The Pacific Lumber Company and Subsidiaries File for Bankruptcy Protection
Corpus Christi, Texas, USA, 19 January 2007 -- /PRNewswire/ -- The Pacific Lumber Company and its subsidiaries filed for voluntary protection 18 January under Chapter 11 of the United States Bankruptcy Code in the federal bankruptcy court for the Southern District of Texas, Corpus Christi division.
The filing companies are The Pacific Lumber Company, Scotia Pacific Company LLC (Scopac), Britt Lumber Co., Inc., Scotia Development LLC, Salmon Creek LLC, and Scotia Inn Inc.
The companies said they are facing a liquidity crisis arising from regulatory limitations on timber harvest imposed on them, which have significantly reduced revenues while also increasing timber harvesting costs. As a result, the companies stated that annual timber harvest volumes and cash flows from operations will be substantially below the levels necessary to meet the companies' debt service obligations.

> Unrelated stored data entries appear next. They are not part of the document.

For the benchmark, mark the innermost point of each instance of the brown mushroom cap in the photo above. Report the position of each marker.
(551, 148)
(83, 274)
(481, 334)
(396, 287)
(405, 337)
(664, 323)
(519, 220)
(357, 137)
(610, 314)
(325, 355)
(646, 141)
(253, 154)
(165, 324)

Together, the companies form an integrated forest products business that grows and harvests California redwood and Douglas fir trees. The resulting lumber is milled and sold by Pacific Lumber and Britt.
Integral to the companies' operations is the 1996 agreement with the federal government and the State of California, known as the historic Headwaters Agreement, which involved the sale to the federal and state governments of substantial old growth redwood timberlands of the companies. It aslo involved the implementation of comprehensive ongoing permits and approvals regarding harvesting activities on the companies' approximately 200,000 acres of remaining timberlands. The historic accord resulted in the most stringent environmental restrictions ever placed on timber harvesting.
In December 2006, Pacific Lumber and Scopac filed a lawsuit against the State of California to recover damages for breach of the Headwaters Agreement by the state. The lawsuit alleges that the state's actions have, among other things, restricted Scopac's ability to harvest its timberlands as agreed by the state in the Headwaters Agreement, in a manner that would assure regulatory certainty and economic viability for the companies and protect the interests of the people of California. The failure of the state to live up to the terms of the Headwaters Agreement has prevented Pacific Lumber and Scopac from remaining economically viable without restructuring.
These issues have led to declines in actual and expected harvest levels and cash flows, significant increases in the cost of logging operations, and increased costs related to timber harvest litigation, all of which have severely and negatively impacted the historical cash flows of Pacific Lumber and its subsidiaries.